The writer is a seeker of wisdom and truth. It is not that he doesn’t find it, he actually does or so he says. But it doesn’t do him any good, since he ends up with the same fate as the idiot. Death. So why even bother? 2:15 Then I said to myself, “As is the fate of the fool, it will also befall me. Why then have I been extremely wise?” So I said to myself, “This too is vanity.”

He sees man working very hard and being exceptionally successful, but in the end he dies and all his possessions are in the hands of one who has none of his skills and passion. And it is all wasted. The good suffer, the evildoers are prosperous, and it all seems to be a waste and doesn’t make any sense. 2:19 And who knows whether he will be a wise man or a fool? Yet he will have control over all the fruit of my labor for which I have labored by acting wisely under the sun. This too is vanity.”

The writer intuits that all things come from God so it is best to live in a manner befitting the best one can be. But in the end we are all beasts and act like it, (3:18 I said to myself concerning the sons of men, “God has surely tested them in order for them to see that they are but beasts.”) and ending up little better than the beast of the field. 3:19 For the fate of the sons of men and the fate of beasts is the same. As one dies so dies the other; indeed, they all have the same breath and there is no advantage for man over beast, for all is vanity.”

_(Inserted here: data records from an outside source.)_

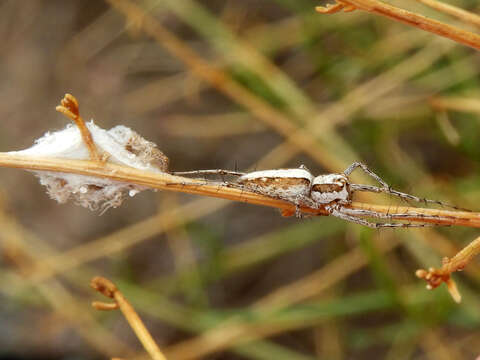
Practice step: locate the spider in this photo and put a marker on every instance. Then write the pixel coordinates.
(333, 192)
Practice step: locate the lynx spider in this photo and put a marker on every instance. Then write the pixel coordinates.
(333, 192)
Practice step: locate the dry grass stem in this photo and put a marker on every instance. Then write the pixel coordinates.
(407, 17)
(69, 107)
(108, 289)
(461, 14)
(456, 103)
(169, 182)
(435, 277)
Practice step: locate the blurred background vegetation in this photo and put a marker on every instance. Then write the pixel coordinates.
(222, 280)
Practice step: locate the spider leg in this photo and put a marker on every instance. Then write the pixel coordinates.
(369, 172)
(389, 216)
(339, 211)
(330, 9)
(402, 195)
(208, 172)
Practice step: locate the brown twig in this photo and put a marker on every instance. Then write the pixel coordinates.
(107, 288)
(410, 18)
(434, 277)
(457, 12)
(456, 103)
(69, 108)
(169, 182)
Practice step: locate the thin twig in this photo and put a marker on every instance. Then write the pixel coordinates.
(410, 18)
(69, 107)
(169, 182)
(456, 103)
(434, 277)
(452, 10)
(107, 288)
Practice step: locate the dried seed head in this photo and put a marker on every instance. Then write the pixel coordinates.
(119, 145)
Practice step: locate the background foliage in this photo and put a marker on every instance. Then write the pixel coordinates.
(360, 87)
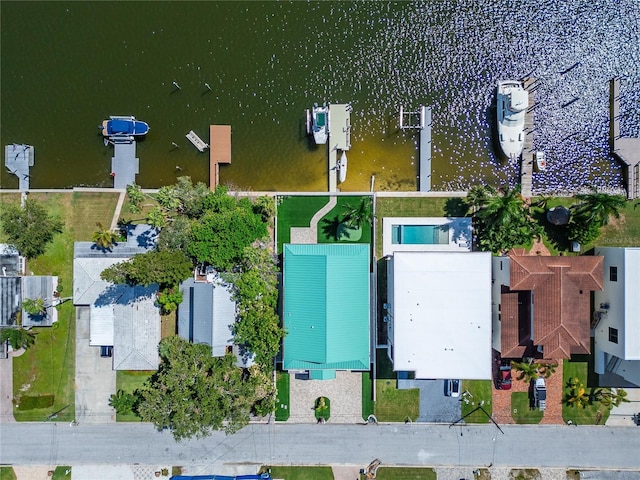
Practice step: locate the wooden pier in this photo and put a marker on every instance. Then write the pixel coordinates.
(18, 158)
(626, 149)
(197, 141)
(220, 152)
(526, 159)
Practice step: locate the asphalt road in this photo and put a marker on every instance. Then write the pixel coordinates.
(414, 444)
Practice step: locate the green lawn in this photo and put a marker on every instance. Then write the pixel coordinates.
(282, 401)
(405, 473)
(296, 211)
(522, 411)
(415, 207)
(301, 473)
(480, 390)
(578, 367)
(368, 406)
(129, 381)
(7, 473)
(330, 224)
(393, 405)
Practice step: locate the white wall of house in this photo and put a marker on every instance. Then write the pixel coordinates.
(620, 303)
(500, 275)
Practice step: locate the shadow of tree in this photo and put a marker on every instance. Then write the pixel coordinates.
(456, 207)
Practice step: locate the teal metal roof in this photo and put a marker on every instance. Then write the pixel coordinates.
(326, 307)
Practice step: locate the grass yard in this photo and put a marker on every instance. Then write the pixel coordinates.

Look around at the world today. Look at the news headlines. Look at your neighbors. Look at your families, look at yourself. Have things changed much since this book was written? I dare say it has not. Stupid things are still done by stupid people. Stupidity still causes destruction to life and property and nations and nature. Talk about “What a waste!” It really doesn’t make any sense. On any level. This could have been a really great world . . . but for Man. So like the writer says, the best thing you can do in the midst of all this madness is to work the best you can as peacefully as you can. 3:22 “I have seen that nothing is better than that man should be happy in his activities, for that is his lot. For who will bring him to see what will occur after him?”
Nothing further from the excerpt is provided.